Cette pression ne s'arrête pas uniquement aux entreprises de stockage et d'assurance, mais s'étend durant les périodes de tension à l'ensemble du système de stockage mondial. Dans de telles phases, les coffres dans les grands centres financiers jouent un rôle central pour absorber les chocs qui frappent les marchés des métaux précieux, que ce soit en raison de perturbations de la demande ou de mouvements brusques dans les flux physiques entre les marchés.
Cette pression commence également à se répercuter sur les politiques des centres financiers eux-mêmes, certaines villes financières asiatiques cherchant à élargir leurs capacités de stockage d'or dans le but de jouer un rôle plus important sur un marché où l'infrastructure de stockage devient un facteur déterminant face à la hausse de la demande pour le métal physique, selon un rapport de "Bloomberg".
Le danger des lingots contrefaits
Avec l'augmentation de la demande pour l'or physique, les risques ne concernent pas seulement le vol ou le coût du stockage et de l'assurance, mais s'étendent également aux risques de contrefaçon et de fraude.
Andrew Naylor met en garde contre le fait que l'augmentation de la demande pour les lingots et les pièces en or accroît les chances d'entrée de produits contrefaits sur le marché, conduisant les investisseurs de plus en plus à adopter des solutions de stockage professionnel pour atténuer ces risques, appréciant la tranquillité d'esprit que procurent les possessions documentées et assurées.

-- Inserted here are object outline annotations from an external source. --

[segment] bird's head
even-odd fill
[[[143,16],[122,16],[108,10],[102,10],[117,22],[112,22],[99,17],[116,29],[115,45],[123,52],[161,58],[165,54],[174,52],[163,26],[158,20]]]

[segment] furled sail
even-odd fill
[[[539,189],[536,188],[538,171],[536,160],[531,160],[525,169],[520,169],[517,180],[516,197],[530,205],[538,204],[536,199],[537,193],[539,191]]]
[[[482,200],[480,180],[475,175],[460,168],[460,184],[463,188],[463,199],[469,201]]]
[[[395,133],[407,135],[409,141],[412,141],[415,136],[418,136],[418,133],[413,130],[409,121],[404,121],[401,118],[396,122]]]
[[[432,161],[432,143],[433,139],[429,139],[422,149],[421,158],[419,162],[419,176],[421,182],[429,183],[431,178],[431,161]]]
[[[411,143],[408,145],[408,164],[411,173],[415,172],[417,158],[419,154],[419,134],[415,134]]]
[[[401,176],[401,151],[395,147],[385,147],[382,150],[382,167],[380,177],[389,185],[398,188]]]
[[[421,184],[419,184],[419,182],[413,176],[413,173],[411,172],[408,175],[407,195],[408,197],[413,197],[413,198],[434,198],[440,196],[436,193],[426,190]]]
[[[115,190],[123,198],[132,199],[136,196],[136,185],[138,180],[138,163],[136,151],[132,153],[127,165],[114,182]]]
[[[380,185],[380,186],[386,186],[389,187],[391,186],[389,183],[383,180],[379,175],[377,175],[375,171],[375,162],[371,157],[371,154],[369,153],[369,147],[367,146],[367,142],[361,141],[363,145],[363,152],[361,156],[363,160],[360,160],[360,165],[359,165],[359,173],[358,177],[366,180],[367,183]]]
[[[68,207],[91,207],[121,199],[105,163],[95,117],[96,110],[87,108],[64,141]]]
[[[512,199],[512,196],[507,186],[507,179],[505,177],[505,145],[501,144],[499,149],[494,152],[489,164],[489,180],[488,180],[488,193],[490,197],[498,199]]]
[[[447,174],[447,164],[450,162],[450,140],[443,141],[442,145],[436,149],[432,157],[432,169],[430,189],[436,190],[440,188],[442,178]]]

Avec l'augmentation de la valeur et de la taille des possessions en or, les risques de contrefaçon sophistiquée augmentent, rendant le stockage et la conservation professionnels plus importants que jamais, non seulement pour la protection et l'assurance, mais également pour la vérification de l'authenticité et la documentation de la chaîne de possession, selon lui.